Planning for Your Log Monitoring Policy

Before you run the Monitoring Policy wizard, you must collect the information that is required during the policy creation.

Use the following checklist as preliminary steps to consider before creating the monitoring policy:

Decide what type of template you want to use

The monitoring policy uses a template to define the type of log to be monitored. Use the following process to help you decide:

  1. Analyze your CommCell environment and identify the type of log that you want to monitor. For example, NetApp logs.

    If you have different types of logs, consider creating separate policies for each log type.

  2. Review the list of predefined templates and their properties. For more information, see Monitoring Policy Templates.

    If none of the predefined templates meets your log properties, you can create your own template. For instructions, see Creating a Monitoring Policy Template.

Identify the log files you want to monitor

Based on the template that you plan to use, gather the following log details:

Selected Template Required Information (Log location and associated clients)
Text Log Files and SysLogs
  • Collect the name of the client computers and/or client groups that contain the logs to be monitored.
  • Record the location of the log file. Take the following into consideration:
    • For NetApp Logs, the SnapProtect log directory is already provided in the wizard.
    • If the logs reside in a UNC path or in a NetApp file server, determine the computer from which you want to access the network path, and collect the user credentials to access the network path.
Database N/A

The location of the CommServe database logs is automatically retrieved by the monitoring policy.

Windows Events Collect the name of client computers and client groups where you want to monitor Windows events.
On Demand When you upload log files using the Log Monitoring application, the Web Console distributes the files across clients to balance the log indexing workload.
  • Collect the name of the client computers where you want the log files to be uploaded.
  • Determine the staging location on each client (that is, the folder to which the files are uploaded).
Global Monitoring N/A

A global monitoring policy is created for one CommCell and is used to monitor and index data from other CommCells.

Determine the monitoring criteria

Decide which monitoring approach you want to use:

  • Define monitoring criteria to track specific events in the logs

    Templates provide a predefined set of filtering attributes to track data on specific types of logs. To check the filtering attributes that are supported for each predefined template, see the Create/Edit Criteria online help page.

  • Index all the lines in the log files without defining monitoring criteria

    Use this option to capture all the events that occur in the logs.

Note: Monitoring criteria is not available for global monitoring policies.

Gather information for the data capturing options

The Monitoring Policy wizard provides options to further customize the way the log data is captured. The following table displays the options that require some preconfiguration:

Option Required Information Applicable Templates
Upload the entire log file to FTP

The log is uploaded when a log event matching the monitoring criteria occurs.

Note: The FTP option is not available if you index all lines in the log without defining monitoring criteria.

If you plan to upload the file to the FTP site, you must configure the FTP. For instructions, see Setting Up an FTP Location for Monitoring Policies to Upload Log Files. Text Log Files, SysLogs
Select Analytics Engine Decide which Analytics engine you want to use. The engine is configured during the setup of the Log Monitoring application. For instructions, see Configuring the Analytics Engine for Log Monitoring. Text Log Files, Database, Windows Events, SysLogs, On Demand
Use Cloud Policy Decide which global monitoring policy you want to use. Use this option if you want the analytics engine defined in the global monitoring policy to index the data captured by the current monitoring policy.

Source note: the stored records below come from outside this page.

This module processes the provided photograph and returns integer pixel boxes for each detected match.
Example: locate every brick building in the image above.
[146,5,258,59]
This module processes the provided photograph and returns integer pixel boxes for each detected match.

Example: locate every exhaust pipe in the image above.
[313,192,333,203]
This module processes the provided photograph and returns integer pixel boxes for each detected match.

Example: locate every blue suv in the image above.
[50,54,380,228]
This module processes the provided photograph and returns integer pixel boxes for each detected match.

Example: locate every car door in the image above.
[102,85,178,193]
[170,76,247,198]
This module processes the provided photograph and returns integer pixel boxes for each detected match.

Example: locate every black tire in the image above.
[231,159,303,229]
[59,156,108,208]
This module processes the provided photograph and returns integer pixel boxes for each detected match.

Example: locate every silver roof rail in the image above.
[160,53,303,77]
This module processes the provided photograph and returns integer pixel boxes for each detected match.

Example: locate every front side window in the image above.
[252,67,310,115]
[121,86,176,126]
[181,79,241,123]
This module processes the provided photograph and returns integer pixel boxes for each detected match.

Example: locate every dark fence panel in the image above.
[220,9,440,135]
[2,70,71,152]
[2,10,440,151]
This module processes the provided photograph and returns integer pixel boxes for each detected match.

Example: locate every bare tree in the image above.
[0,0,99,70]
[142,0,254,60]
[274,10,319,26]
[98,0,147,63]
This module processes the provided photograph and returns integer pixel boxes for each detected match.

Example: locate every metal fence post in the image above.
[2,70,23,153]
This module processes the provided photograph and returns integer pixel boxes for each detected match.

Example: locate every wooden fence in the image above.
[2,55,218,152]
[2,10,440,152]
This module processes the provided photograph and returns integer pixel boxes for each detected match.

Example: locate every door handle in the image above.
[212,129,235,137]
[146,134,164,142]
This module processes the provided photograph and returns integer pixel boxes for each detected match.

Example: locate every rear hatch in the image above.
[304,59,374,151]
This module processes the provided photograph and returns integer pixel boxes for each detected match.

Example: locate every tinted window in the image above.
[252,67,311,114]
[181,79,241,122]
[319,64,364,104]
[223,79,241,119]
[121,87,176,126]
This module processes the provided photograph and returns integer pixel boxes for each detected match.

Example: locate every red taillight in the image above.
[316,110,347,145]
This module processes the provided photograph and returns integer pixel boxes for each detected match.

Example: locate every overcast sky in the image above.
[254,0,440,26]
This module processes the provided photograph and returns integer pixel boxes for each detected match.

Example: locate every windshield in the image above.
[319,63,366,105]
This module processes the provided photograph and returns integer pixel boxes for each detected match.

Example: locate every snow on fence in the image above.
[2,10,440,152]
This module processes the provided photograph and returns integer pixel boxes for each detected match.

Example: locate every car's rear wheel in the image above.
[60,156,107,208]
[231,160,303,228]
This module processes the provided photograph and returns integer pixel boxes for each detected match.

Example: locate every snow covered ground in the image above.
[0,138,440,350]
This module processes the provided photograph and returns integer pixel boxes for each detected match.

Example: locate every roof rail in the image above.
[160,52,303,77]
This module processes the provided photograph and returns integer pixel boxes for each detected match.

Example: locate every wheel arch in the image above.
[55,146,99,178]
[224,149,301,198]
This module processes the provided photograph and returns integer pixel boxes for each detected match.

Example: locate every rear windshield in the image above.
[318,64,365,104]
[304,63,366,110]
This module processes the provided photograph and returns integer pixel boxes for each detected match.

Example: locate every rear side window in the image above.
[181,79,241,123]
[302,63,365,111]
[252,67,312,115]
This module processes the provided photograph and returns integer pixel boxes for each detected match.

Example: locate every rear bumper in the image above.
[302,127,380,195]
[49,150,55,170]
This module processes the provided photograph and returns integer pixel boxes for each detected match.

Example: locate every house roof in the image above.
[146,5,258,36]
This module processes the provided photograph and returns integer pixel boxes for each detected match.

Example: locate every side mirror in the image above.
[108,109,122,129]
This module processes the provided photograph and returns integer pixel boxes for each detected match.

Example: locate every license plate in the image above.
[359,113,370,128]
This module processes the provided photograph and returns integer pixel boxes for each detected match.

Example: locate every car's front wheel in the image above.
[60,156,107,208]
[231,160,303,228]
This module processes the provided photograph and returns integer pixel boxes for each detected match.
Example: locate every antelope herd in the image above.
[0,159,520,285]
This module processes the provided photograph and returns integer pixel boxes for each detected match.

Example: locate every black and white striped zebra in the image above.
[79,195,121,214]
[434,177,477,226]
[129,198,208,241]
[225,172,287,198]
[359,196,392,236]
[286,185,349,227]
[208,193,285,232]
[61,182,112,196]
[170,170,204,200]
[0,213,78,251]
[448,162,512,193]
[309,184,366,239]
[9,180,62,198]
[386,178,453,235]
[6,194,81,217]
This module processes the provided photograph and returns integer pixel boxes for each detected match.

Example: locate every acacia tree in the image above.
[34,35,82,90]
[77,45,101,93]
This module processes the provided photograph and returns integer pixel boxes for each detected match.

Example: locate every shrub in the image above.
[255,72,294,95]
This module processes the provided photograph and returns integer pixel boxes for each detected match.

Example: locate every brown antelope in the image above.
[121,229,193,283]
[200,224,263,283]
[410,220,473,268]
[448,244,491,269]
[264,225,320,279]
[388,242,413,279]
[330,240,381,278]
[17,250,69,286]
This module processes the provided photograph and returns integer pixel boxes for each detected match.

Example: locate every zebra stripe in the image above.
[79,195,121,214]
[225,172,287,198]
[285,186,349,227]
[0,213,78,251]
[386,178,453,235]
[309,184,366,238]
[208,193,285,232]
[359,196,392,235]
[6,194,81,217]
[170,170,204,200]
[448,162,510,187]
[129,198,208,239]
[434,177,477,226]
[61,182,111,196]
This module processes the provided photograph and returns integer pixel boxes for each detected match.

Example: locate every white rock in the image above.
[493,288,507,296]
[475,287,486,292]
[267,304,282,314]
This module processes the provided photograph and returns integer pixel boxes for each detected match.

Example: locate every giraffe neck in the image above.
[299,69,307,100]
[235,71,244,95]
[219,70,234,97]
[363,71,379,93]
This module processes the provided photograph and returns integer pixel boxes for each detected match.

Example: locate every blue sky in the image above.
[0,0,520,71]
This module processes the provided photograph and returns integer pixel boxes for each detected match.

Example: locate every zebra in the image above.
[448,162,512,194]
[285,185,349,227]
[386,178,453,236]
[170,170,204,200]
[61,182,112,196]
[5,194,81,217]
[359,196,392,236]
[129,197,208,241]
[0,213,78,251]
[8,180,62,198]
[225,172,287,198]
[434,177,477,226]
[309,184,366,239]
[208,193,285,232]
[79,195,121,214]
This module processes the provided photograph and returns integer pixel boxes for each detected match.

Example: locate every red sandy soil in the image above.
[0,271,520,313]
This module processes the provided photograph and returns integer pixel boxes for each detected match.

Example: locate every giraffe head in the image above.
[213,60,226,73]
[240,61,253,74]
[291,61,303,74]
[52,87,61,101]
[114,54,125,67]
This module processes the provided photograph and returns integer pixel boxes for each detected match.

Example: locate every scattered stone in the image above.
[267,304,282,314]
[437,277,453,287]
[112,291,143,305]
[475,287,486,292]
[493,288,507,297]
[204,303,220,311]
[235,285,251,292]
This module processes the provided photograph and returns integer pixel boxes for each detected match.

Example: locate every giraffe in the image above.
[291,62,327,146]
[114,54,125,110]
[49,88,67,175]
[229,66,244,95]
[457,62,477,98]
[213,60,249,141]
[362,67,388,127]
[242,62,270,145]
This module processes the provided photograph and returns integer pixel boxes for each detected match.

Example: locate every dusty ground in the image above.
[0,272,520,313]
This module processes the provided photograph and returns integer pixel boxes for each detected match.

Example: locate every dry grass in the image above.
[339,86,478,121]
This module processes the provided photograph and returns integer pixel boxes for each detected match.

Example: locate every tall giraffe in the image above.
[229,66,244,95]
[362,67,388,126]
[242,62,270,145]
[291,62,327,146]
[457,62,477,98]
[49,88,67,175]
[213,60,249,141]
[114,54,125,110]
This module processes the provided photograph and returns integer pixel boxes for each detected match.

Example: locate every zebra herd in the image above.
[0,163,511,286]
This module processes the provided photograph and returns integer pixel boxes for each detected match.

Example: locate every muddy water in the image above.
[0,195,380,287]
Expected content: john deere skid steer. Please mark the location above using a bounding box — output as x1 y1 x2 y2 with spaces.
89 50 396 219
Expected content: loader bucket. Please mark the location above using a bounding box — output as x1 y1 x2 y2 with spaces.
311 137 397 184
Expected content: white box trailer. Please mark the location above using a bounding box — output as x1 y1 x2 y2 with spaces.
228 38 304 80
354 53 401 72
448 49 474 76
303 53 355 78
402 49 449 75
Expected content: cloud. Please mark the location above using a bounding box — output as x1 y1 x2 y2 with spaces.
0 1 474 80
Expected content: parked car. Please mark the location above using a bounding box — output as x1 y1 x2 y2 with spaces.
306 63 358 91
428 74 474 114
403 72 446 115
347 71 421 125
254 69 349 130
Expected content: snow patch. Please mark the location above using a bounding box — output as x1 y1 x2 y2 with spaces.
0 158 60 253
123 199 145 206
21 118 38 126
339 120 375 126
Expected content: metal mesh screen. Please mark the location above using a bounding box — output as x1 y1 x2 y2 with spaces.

A global monitoring policy must exist in another CommCell and must be made available to the current CommCell.

Text Log Files, Database, Windows Events, SysLogs, On Demand
Select OnePass subclient If you want to archive aged analytics data, you must have a OnePass subclient on the MediaAgent configured as the Analytics Engine. For information on archiving aged analytics data, see Archiving Aged Analytics Data in Log Monitoring. Text Log Files, Database, Windows Events, SysLogs, On Demand

Determine the matching pattern to search for indexed log data

To help you analyze log data in the Log Monitoring application, you can configure the monitoring policy to use matching patterns to perform the following actions:

  • Extract specific log data and add the data as facets in the search page of the application

    Facets are search filters based on the monitoring policy properties, such as policy name, associated clients, and filtering attributes.

    Gather the following details to determine the matching pattern:

    • Which regular expression to use for searching the log event
    • Which data type in the log event to extract (integer, float, or string).
  • Find specific log data and modify the data before it is displayed in the application

    This is useful for users who want to change a complex piece of log data with a simple expression.

    Determine the matching pattern (regular expression to find the log data) as well as the expression that will replace the log data found by the matching pattern.